Tamar, who is working as a senior invigilator at Mary Immaculate as well as doing translation work, thanked the delegates for passing the motion supporting the Palestinian people who, she said, had one of the highest literacy rates in the world before the war began.
“We were proud of our education system but now all the universities have been completely destroyed or are being destroyed,” she said.
Referencing the description of the conflict by Helen McEntee on Wednesday as “a war on children”, she said 15,000 of an estimated 51,000 Palestinian dead are minors.
Those numbers, she said, would proportionally equate to 37,000 and 127,000 if the Palestinian population was the same as the Irish one.

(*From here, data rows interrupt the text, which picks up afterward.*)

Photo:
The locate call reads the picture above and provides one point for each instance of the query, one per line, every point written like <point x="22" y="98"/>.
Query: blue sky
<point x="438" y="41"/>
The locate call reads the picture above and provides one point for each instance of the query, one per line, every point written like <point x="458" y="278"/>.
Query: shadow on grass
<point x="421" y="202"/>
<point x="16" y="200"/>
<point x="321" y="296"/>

The region now has more child amputees per capita than any other area in the world, she said, and hundreds of thousands of people of all ages are traumatised by what they have lived through.
“Can you put yourselves in our position?” she asked.
She thanked the Irish for their continuing support but asked people to ask themselves: “Am I doing my best to stop this?”
People would look back, she suggested, and think “it was a shame for educated people to allow something like this to happen”.
In the meantime, she asked people to continue protesting for the people of Palestine, and she called for a boycott of Israel.
While Palestine was in constant danger of slipping down the international agenda in the face of competing crises elsewhere, she said “we need your help”.
Responding to Ms McEntee’s address on Wednesday, TUI president David Waters, who had previously emphasised the union’s condemnation of the events of October 7th, 2023, said: “the Netanyahu government has long abandoned any civility or moral compass as evidenced by the continued murderous bombing of Gaza”.